L’autrice, più che usare il linguaggio passionale, che pure utilizza, seppure in maniera molto limitata, e a cui ci ha abituato nei suoi romanzi, ci parla attraverso un lessico fatto di tenerezza, di comprensione reciproca, di affettuosa vicinanza, di cure, di preoccupazioni per la salute, ma anche per i compagni patrioti, travolti da alterne vicende ed anche di racconti duri, da parte di Silvio a Cristina, sulle vessazioni subite durante la prigionia, di cui lei ignorava la vera portata.

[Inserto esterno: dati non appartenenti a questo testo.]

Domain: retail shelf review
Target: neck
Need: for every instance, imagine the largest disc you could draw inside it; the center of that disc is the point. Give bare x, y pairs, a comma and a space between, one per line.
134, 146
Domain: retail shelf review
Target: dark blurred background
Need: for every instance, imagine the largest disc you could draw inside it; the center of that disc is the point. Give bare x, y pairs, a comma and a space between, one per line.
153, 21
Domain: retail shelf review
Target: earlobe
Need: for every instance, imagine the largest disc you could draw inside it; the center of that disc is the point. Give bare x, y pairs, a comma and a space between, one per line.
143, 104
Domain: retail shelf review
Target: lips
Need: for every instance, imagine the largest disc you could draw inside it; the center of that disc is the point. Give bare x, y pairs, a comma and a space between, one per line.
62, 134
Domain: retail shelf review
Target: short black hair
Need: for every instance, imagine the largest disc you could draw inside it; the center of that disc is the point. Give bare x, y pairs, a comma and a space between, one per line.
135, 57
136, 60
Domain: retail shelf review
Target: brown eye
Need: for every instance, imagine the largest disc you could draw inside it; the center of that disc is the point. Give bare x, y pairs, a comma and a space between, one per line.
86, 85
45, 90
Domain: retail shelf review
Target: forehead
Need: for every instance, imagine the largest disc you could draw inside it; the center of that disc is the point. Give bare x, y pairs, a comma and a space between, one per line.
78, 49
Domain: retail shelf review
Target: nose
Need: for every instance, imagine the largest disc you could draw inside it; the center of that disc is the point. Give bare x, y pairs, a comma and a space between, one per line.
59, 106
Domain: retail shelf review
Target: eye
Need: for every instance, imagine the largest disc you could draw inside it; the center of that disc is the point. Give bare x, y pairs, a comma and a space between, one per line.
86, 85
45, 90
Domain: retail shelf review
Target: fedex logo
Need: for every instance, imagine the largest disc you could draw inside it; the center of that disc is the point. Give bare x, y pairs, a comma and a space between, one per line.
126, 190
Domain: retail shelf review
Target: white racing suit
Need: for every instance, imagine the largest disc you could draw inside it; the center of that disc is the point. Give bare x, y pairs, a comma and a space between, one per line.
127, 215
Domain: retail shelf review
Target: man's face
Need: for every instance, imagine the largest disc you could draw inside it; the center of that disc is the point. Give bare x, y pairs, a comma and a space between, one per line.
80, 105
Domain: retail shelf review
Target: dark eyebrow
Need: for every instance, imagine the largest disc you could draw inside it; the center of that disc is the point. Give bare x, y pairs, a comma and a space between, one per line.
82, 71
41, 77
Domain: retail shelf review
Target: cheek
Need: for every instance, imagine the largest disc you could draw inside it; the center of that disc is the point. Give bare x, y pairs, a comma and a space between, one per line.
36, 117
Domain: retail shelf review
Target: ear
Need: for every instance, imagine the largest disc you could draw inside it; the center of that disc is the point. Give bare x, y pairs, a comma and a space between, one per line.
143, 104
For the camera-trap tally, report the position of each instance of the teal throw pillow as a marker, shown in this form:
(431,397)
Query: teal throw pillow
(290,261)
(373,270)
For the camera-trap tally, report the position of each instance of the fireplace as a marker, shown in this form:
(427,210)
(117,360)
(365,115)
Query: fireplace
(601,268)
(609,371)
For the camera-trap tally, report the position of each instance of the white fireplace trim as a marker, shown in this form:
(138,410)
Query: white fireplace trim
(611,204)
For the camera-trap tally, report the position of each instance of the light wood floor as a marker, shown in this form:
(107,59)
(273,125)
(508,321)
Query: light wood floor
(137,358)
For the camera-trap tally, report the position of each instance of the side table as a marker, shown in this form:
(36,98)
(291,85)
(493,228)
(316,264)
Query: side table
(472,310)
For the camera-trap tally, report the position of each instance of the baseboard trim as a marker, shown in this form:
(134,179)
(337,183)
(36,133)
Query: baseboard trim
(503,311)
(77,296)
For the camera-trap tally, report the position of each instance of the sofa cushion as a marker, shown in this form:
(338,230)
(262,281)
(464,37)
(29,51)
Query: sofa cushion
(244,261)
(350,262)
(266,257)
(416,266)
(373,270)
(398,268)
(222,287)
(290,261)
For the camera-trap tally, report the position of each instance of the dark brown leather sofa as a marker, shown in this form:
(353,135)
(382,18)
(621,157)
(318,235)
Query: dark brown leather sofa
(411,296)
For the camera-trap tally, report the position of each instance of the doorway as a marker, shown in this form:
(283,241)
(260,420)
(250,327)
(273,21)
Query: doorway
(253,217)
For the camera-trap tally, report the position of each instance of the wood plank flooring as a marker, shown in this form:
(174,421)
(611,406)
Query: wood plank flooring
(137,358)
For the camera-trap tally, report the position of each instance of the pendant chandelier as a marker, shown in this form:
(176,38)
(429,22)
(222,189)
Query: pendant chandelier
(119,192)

Sembra che la scrittrice si sia affezionata ai suoi personaggi, tante volte evocati, attraverso le lettere, le poesie, le storie, che ci ha ben descritto e narrato in altri suoi volumi.

E’ molto commovente, a mio parere, la dedica iniziale, che riporto letteralmente, per non omettere nulla del suo profondo significato: “Questo libro è dedicato a tutti i patrioti italiani detenuti nello Spielberg, ma anche alle donne che li hanno amati e ne hanno condiviso speranze e sofferenze”.

In questa frase, ritengo sia condensato tutto lo spirito che ha animato Cristina Contilli nello scrivere questo libro, che, come sempre, attraverso la veste del romanzo e quindi di una lettura più piacevole e “leggera”, ci porta a conoscere la storia.